Romer said she is leaving solely for family reasons. She has been a chief economic aide to Obama, along with such advisers as Larry Summers, director of the White House National Economic Council, and Treasury Secretary Timothy Geithner. The economic leadership team has faced scrutiny and worked through its share of debates as the administration tries to help move the country out of a mammoth, job-swallowing recession.

Romer has often been the public, optimistic face defending the president’s decisions.

“I think we’ve served the president well,” Romer said. “He likes to hear different points of view. And we think it helps us get to the best policy.”

Romer announced Thursday she is resigning her position effective Sept. 3 to return to the University of California, Berkeley, as an economics professor. She said she had long considered returning to California about this time and that she wants her 14-year-old son to spend his high school years in one place.

“We just decided that it was by far the best thing for the family,” said Romer, 51.

Romer is the second top-level economic aide to leave this summer, joining White House budget chief Peter Orszag.

Her comments came as a new jobs report showed that the nation’s unemployment rate is stuck at 9.5 percent. Private employers added only a modest total of 71,000 jobs in July. Romer said Obama isn’t satisfied with the pace of job growth but added, “We’re definitely on a trajectory for steady, gradual improvement.”

She said that despite her own dissatisfaction with the high level of unemployment, she leaves feeling good about the sweeping policies and interventions the government took under Obama. Among them was the costliest government effort ever to stimulate the economy and spur private job creation.

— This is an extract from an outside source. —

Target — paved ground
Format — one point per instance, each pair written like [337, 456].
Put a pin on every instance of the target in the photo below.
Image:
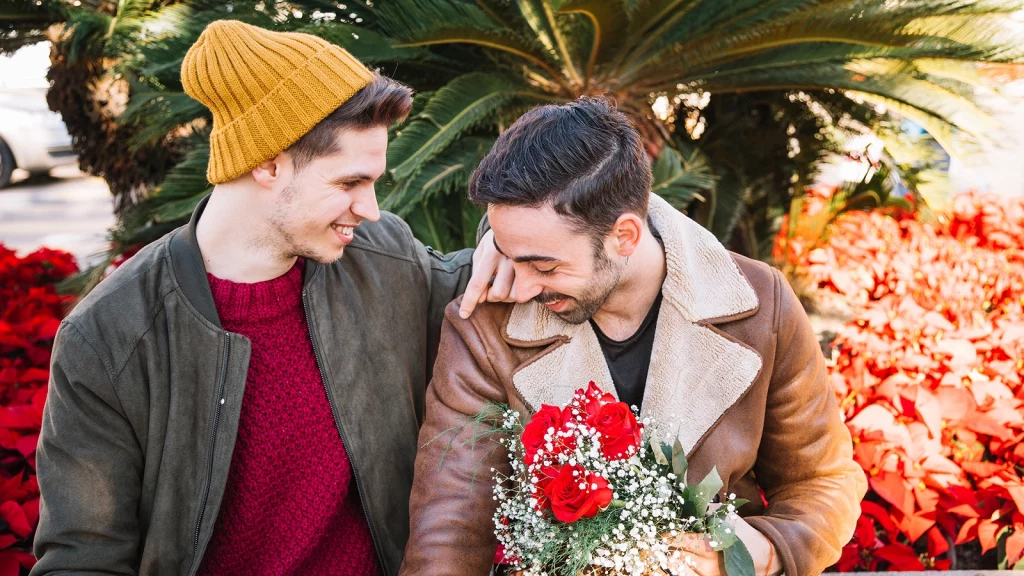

“This is not a place any of us wants to be,” she said of the current economic state, “but it is dramatically better than where we would have been.”

Romer is a top contender to be named president of the Federal Reserve Bank of San Francisco, an appointment that would be made by the regional organization’s board of directors. Romer said she would be honored to be considered, but that the process is not one that she or the White House controls.